The alloted price must be below the equilibrium price as otherwise, it would not cause an effect on the markets in question. What this causes is a shortage in the good or service and creates inefficiency. It does it in two ways:
1) Through search activity
2) Deadweight Loss

1) Due to a shortage, people will be spending their time and resources looking for the good or service. For example, if there is a shortage for quality housing, people will be using their resources like gas, and time to look for housing. In turn, the opportunity cost increases by this time factor and other resource factors. This creates a loss of consumer surplus and producer surplus.

2) Since the set point is below the equilibrium price, there is an inefficiency in the market as the demand is much higher than the supply, there is a shortage. This creates a situation where there is a deadweight loss which in turn, like search activity, generates a loss in both consumer surplus and producer surplus.
Economics, like everything else, is a balancing act. Outside of the mechanical forces of supply and demand, human motivations and actions will affect the market. These must also be balanced with each other.

A basic force built into most corporations today is the necessity to maximize short-term profit at the expense of long-term financial health. If an executive's quarterly balance sheet doesn't please stockholders, bonuses will be cut back, or people will be passed over for promotion, or people will be fired.

Some goods and services are necessities to consumers; if their price increases, they will cut back on the consumption of other goods and services that may not be immediately necessary, but make their lives more efficient.

Producers have the power to cut back production at any time and create an artificial shortage. The 'equlibrium point' for the product's price will increase to meet the shortage if the need for the good is great enough, but since the producer's costs are the same, any price increase is pure profit. Any market inefficiency comes at the expense of the consumer, and any deadweight loss at the expense of consumers and other producers.

In the long term, of course, the producer may lose. But the market does not act immediately, and by the time the balance comes due, the executive will have his or her bonus, and may even have left the company for greener pastures.

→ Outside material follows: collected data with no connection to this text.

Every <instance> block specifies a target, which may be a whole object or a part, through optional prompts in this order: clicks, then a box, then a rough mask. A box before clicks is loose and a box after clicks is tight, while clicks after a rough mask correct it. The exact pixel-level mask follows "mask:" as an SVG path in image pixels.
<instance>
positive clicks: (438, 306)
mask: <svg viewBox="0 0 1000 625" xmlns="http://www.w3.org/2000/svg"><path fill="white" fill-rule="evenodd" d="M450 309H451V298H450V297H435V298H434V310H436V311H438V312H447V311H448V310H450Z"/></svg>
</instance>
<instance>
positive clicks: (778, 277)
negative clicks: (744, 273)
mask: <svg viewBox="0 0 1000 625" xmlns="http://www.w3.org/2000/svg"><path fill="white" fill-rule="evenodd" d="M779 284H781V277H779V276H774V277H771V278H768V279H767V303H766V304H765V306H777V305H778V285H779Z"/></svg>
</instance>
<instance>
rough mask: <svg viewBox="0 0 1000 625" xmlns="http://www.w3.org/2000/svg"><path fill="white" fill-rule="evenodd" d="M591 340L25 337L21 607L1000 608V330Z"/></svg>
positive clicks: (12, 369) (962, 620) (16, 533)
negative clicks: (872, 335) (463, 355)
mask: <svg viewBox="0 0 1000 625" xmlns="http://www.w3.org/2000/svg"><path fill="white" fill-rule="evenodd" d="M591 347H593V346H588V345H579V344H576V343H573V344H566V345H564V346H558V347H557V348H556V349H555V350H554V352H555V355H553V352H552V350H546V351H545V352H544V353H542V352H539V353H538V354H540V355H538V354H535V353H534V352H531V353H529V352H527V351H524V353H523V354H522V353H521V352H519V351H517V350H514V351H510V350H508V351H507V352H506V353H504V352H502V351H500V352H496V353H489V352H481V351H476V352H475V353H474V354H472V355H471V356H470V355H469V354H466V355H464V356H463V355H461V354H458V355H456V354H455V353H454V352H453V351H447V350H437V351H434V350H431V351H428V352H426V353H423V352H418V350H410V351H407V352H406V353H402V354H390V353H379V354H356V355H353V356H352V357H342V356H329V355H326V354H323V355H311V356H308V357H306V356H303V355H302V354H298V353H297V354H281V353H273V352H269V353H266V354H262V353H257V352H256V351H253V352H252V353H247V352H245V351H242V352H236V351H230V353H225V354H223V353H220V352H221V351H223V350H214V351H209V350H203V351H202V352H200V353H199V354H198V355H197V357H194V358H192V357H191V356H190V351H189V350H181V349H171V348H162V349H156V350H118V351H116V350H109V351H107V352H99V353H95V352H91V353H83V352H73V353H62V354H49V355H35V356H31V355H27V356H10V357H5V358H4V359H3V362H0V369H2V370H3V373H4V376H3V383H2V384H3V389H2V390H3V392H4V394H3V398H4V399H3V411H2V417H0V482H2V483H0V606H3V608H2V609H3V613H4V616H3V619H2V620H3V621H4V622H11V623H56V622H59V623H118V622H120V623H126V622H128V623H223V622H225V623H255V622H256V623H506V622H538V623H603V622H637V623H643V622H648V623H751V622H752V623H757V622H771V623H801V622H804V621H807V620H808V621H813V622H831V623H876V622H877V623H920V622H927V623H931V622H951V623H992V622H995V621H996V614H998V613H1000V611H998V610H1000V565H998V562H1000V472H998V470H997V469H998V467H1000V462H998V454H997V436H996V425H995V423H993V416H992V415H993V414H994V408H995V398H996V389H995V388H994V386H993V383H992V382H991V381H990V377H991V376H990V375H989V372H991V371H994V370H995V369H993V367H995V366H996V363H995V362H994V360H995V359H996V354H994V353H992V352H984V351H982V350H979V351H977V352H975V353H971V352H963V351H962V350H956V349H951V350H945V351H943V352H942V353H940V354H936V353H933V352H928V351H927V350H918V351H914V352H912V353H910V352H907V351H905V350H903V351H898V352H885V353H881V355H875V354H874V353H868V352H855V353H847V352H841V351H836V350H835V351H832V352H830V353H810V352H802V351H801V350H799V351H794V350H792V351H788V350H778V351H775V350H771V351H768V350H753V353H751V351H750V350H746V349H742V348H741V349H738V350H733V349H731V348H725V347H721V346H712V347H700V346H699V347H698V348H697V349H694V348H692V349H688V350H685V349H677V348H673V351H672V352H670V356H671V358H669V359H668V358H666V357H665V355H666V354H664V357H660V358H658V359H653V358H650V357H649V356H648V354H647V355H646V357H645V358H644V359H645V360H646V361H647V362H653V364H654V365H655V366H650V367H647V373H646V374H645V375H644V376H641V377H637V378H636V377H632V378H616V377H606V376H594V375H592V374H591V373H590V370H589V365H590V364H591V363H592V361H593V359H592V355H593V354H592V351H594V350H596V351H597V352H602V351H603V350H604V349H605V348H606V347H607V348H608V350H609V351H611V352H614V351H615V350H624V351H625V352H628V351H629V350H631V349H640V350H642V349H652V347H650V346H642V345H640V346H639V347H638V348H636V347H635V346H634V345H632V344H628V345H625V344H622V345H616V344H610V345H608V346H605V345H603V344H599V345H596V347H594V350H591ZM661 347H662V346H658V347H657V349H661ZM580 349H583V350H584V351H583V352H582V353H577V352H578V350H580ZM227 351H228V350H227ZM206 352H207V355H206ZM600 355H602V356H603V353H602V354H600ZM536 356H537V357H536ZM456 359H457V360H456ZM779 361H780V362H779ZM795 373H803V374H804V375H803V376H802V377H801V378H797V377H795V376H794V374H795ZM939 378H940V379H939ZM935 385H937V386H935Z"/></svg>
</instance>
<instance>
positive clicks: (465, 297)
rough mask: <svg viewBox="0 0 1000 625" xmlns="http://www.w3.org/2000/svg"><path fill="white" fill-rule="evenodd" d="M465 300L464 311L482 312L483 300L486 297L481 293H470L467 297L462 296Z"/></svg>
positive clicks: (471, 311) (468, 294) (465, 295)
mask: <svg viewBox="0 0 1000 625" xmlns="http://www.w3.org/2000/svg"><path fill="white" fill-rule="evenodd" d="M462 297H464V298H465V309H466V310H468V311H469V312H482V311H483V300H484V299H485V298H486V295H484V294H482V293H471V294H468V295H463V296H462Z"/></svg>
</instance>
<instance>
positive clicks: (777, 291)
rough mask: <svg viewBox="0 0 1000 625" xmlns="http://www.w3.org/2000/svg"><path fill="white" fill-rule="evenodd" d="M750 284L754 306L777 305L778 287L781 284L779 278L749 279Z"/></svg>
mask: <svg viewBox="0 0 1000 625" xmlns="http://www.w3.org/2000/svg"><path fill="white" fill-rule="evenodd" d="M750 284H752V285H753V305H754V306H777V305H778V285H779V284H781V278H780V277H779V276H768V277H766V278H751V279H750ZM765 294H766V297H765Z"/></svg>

In such cases, it may be prudent for a government to step in and set a price ceiling, in order to force the producer's unit profit down, and induce the producer to increase production to a reasonable level. Sometimes, more punitive measures may be called for. Other times, a price ceiling may be the worst possible action.

Any conclusion that a government-induced price ceiling will create market inefficiency is founded on a basic assumption, that a shortage in the supply of a good or service is created by the market, and not by a producer manipulating the market. This assumption is founded on a further assumption, that producers always act in good faith, that their profit always contributes to market efficiency. This is often a bad assumption.